There's an old joke that says the opposite of congress is progress.
Ha-ha. Progress is on my mind though.
So, I'm a creative guy. You know this, because you're here, reading my blog, and my projects are a major part of what I talk about on here.
But I have a lot of things "in progress" at the moment. Let's see:
- I've lost over 50 pounds on the keto diet, and want to lose somewhere between 40-50 more.
- I'm getting my personal finances in better shape.
- I've got a small company that's building a software product.
- I've got a patreon, where I'm writing short illustrated and narrated fiction.
- I'm working on my third novel, which will soon be released-in-progress on the patreon.
- I'm beginning to release my narrated, illustrated fiction in a new format, as movies.
- I'm learning new technologies at my day job.
- I'm polyamorous, and working hard to be fully present in my relationships.
Boy, that sounds like a lot. That's because it is a lot. Some days, I'm wrung out from it. I get stuck in a sort of analysis paralysis, unsure of what to do next, what resources I have, what to do when the tank is empty.
I stumbled across this great video by Simon Alexander Ong, about making progress your focus.
In a way, it's a rehash of something I am constantly telling other people. Don't focus on the wall you're building, focus on the brick you're laying. Lay it perfectly. If it's not right, pick it up, adjust it, start over with that brick, whatever. (And I'm talking about a wall like the Great Wall, a metaphorically overwhelming in scale project, not that travesty you-know-who keeps blathering about.)
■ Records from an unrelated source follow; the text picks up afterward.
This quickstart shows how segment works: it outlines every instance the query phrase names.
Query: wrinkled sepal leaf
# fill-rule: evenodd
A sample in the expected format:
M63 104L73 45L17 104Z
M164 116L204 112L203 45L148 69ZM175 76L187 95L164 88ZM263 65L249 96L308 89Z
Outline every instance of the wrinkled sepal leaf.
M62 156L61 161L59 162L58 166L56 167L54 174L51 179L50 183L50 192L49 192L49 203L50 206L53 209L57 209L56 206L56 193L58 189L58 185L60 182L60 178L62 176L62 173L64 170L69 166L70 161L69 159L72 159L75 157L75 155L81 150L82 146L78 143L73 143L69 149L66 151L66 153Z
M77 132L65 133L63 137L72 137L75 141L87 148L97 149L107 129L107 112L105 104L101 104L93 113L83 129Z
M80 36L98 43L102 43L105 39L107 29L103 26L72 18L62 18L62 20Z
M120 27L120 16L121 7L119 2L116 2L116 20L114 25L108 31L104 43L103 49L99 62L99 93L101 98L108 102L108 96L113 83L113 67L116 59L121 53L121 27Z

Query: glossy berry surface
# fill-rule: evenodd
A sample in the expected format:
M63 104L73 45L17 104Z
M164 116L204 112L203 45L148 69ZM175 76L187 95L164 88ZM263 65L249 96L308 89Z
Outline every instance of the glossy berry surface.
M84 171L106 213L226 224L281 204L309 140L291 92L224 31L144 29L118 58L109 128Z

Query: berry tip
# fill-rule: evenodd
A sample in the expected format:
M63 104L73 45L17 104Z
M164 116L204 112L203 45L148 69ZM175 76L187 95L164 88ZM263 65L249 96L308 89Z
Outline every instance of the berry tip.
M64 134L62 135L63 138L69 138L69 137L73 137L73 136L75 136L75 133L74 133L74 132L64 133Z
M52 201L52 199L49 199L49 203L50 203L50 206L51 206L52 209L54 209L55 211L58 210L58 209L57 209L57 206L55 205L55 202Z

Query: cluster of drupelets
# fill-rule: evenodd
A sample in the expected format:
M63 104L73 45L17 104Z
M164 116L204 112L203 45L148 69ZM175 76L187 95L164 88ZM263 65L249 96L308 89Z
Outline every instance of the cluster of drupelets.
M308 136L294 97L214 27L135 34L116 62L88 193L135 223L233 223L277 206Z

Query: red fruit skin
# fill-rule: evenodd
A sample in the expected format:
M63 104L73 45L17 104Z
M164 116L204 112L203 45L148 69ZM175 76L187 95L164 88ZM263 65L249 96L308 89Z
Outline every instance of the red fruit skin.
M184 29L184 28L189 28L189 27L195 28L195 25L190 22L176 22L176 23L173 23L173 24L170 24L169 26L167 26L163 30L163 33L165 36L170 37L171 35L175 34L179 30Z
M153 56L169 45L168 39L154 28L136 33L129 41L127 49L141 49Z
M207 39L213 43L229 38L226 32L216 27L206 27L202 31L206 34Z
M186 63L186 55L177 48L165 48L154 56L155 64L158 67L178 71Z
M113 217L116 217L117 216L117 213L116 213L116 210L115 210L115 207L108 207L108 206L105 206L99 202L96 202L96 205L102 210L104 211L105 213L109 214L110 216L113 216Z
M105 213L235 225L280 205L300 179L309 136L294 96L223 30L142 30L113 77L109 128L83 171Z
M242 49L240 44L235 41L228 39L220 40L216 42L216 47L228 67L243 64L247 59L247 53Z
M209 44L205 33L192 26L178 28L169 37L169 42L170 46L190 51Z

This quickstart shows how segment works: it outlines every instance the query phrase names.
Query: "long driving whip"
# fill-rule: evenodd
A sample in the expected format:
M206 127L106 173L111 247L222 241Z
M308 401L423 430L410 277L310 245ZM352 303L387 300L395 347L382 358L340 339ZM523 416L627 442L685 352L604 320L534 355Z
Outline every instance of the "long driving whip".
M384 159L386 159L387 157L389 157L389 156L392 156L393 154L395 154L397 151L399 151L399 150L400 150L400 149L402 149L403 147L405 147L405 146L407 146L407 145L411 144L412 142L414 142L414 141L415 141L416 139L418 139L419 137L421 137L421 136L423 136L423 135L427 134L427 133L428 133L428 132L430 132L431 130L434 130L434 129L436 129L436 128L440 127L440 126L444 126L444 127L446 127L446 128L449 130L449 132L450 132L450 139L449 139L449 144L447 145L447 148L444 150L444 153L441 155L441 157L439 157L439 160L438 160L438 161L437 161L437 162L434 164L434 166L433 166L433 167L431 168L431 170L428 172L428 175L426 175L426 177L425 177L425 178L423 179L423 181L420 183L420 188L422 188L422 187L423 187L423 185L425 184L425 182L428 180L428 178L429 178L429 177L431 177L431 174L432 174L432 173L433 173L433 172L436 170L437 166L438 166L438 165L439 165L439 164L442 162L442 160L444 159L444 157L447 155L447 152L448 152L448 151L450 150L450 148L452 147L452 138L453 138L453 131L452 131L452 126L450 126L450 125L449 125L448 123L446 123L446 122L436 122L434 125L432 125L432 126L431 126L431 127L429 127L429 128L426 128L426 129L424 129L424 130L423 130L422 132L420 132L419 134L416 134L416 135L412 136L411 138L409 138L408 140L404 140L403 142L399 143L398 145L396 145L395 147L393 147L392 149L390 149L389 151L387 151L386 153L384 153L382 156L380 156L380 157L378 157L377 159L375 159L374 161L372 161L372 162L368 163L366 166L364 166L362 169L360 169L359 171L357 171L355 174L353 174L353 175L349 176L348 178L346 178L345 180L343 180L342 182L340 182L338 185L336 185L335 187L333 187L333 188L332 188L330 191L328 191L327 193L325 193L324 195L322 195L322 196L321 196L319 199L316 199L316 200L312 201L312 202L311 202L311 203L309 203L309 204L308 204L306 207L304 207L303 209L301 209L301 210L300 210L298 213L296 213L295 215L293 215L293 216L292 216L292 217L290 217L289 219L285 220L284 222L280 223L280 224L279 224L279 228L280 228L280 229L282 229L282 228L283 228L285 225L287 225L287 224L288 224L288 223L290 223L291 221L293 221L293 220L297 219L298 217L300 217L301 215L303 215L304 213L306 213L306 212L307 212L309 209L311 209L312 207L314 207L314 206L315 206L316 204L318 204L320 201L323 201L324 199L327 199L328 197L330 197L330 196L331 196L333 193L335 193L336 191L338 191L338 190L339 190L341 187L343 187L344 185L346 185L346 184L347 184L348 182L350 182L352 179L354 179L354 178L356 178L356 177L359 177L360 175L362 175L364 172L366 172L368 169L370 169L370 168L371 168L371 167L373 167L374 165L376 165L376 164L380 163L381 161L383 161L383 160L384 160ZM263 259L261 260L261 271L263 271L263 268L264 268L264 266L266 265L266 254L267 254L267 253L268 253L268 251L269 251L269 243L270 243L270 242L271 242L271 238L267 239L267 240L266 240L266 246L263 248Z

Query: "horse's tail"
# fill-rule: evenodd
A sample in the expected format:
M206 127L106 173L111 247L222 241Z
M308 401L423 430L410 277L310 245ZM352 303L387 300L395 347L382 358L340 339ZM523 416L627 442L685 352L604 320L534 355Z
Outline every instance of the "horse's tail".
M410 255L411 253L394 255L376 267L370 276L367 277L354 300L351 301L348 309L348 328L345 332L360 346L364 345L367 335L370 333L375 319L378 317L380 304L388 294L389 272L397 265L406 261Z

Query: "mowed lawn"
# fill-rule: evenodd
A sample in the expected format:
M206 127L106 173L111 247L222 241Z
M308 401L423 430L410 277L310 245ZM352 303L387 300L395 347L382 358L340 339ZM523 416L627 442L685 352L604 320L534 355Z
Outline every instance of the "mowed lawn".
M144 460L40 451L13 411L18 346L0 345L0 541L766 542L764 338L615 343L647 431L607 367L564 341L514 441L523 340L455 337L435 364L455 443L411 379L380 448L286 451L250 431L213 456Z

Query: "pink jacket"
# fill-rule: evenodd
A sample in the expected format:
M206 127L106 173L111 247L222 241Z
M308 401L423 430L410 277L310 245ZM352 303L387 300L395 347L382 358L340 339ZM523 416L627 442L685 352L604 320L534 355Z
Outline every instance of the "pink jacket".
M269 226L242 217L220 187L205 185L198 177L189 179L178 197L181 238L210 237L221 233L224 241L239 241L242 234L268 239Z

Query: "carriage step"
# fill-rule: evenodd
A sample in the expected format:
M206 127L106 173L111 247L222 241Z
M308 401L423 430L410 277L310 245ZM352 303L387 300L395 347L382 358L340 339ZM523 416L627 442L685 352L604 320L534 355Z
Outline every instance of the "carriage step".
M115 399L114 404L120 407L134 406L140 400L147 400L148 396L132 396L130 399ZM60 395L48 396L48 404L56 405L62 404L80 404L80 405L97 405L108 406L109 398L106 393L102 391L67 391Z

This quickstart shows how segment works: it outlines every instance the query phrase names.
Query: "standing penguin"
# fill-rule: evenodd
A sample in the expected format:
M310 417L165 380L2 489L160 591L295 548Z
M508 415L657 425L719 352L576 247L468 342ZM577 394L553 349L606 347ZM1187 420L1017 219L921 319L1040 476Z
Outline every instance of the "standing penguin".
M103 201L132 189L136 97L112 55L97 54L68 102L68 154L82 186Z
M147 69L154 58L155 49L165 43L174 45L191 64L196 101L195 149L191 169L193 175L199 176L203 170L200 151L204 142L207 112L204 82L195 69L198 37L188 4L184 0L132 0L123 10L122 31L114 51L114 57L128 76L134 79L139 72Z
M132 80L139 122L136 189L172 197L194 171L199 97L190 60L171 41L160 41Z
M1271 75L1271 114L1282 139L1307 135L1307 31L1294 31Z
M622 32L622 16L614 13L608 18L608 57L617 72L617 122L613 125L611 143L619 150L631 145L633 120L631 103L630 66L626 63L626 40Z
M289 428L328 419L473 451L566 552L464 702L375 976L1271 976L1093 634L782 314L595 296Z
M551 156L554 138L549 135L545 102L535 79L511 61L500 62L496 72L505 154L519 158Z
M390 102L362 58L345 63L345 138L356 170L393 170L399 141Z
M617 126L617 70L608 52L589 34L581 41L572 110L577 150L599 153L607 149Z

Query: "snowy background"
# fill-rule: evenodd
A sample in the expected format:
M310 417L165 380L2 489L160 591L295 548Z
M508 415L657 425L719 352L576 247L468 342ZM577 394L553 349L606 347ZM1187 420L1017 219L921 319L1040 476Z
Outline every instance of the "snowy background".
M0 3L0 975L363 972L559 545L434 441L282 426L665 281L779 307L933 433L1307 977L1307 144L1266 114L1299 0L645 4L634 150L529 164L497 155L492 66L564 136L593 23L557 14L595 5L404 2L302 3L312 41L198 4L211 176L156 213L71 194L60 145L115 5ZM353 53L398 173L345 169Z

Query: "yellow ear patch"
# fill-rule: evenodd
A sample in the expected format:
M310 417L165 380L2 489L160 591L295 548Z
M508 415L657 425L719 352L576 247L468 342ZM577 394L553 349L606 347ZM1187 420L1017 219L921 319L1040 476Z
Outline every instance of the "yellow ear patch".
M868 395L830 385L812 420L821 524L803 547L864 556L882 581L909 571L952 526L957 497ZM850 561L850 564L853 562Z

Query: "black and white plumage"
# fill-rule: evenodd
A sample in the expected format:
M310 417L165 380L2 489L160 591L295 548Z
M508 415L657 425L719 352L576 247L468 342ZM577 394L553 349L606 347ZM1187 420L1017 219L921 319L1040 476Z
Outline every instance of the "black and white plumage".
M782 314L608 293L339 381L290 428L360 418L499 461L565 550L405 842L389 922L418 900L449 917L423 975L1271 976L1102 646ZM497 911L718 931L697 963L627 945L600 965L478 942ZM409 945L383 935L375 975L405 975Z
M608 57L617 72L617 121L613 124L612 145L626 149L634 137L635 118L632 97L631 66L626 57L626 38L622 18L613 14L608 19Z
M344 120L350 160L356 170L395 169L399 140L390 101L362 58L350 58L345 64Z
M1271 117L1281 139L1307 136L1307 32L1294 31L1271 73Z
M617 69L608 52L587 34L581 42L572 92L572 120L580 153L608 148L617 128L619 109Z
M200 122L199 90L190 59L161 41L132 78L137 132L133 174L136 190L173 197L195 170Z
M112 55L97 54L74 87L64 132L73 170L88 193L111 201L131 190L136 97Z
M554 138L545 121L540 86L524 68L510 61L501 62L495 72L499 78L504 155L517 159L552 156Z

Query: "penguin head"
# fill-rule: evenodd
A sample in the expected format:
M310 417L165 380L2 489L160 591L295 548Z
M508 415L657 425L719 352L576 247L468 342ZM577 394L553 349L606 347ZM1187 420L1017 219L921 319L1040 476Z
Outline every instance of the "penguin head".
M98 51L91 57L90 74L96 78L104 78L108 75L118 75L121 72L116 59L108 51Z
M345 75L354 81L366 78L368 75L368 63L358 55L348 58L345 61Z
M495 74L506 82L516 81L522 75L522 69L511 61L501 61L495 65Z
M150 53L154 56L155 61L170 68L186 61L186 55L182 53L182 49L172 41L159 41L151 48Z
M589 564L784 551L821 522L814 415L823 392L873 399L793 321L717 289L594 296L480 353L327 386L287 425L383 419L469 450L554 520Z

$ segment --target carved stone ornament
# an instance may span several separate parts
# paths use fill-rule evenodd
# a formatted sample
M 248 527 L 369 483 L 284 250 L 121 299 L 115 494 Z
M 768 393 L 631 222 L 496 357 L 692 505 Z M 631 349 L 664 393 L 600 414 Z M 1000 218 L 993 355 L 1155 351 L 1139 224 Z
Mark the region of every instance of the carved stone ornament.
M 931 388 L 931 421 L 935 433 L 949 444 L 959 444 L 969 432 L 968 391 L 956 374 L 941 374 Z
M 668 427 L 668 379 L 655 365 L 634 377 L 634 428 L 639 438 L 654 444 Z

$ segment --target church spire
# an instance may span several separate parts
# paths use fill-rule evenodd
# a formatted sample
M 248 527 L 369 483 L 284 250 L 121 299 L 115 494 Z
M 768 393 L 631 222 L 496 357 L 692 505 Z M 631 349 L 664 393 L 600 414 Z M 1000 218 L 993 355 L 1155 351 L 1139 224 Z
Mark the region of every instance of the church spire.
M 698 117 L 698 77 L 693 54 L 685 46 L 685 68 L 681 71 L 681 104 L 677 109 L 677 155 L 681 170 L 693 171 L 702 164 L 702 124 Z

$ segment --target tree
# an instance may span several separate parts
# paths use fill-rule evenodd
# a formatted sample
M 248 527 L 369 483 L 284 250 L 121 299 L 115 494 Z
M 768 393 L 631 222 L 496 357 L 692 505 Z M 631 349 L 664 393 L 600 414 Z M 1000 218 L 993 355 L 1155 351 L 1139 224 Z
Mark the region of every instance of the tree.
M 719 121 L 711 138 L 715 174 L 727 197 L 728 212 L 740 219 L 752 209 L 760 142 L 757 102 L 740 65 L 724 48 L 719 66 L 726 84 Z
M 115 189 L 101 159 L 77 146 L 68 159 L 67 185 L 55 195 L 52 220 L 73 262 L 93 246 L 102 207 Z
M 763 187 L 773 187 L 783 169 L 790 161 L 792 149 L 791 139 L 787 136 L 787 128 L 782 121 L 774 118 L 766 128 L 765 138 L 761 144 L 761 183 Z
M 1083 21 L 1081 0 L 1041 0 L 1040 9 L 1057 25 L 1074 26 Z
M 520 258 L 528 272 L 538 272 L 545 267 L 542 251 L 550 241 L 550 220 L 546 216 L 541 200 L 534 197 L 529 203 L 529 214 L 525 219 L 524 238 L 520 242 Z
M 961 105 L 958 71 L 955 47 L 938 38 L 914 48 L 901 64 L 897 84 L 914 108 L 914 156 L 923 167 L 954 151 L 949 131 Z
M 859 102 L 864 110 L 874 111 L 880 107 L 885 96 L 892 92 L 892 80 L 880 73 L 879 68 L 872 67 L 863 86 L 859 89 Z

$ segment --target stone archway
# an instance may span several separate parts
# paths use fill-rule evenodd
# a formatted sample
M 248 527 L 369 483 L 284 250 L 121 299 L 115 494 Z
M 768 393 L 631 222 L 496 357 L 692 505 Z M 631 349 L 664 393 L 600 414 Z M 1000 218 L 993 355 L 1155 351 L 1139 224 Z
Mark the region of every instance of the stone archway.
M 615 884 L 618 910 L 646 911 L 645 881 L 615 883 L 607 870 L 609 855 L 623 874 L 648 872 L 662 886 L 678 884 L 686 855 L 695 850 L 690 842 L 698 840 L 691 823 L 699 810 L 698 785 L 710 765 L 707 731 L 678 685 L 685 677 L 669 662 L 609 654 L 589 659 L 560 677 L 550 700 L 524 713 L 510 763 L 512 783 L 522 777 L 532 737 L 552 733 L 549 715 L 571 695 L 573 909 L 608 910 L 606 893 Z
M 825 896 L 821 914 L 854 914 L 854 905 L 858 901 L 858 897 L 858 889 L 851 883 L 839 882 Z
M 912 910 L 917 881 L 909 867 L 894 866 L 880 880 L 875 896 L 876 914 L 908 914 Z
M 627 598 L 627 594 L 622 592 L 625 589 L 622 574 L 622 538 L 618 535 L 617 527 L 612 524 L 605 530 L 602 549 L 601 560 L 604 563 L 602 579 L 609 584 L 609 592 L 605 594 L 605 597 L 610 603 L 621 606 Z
When I was a kid, my dad taught me one of the most important lessons of my life, to measure success by motion, not by destination. You can be 1 step on your path, or 1,000. Your path can change, alter course. It most likely will, in fact. Doesn't matter. As long as you keep going, you're doing just fine.
I had this big obstacle I crashed right into about two weeks ago. My patreon got suspended for violating their guidelines. I worked feverishly to figure out how, and do something about it. Then, when I didn't hear from them, sought out other venues for my work. It was a frustrating yet ultimately beneficial experience. I learned a bunch of things about where an erotica author can publish, what they can publish, and how. And that knowledge is going to be helpful to me down the line. And I had support, so much support. Friends and family consoled me, offered me guidance, helped me find options. I am so very loved and supported in my work, by so many.
Thankfully, my patreon got reinstated. The changes I made put me back in compliance, and I'm good to go. I'm not going to lie when it first happened, it was crushing to me. Even that pain and suffering (much of it self-inflicted) taught me things about myself, my efforts, my patterns of behavior and self-judgment, what's important to me, what my underlying reasons are for even doing much of what I do.
Targets change. They move. But it's the travel towards them that helps me know I'm alive.
Listen, you and me, dear reader, we're the same. Human animals, with only some grasp of what it is we're actually doing as we move through life.
Keep going, okay? Because it feels good.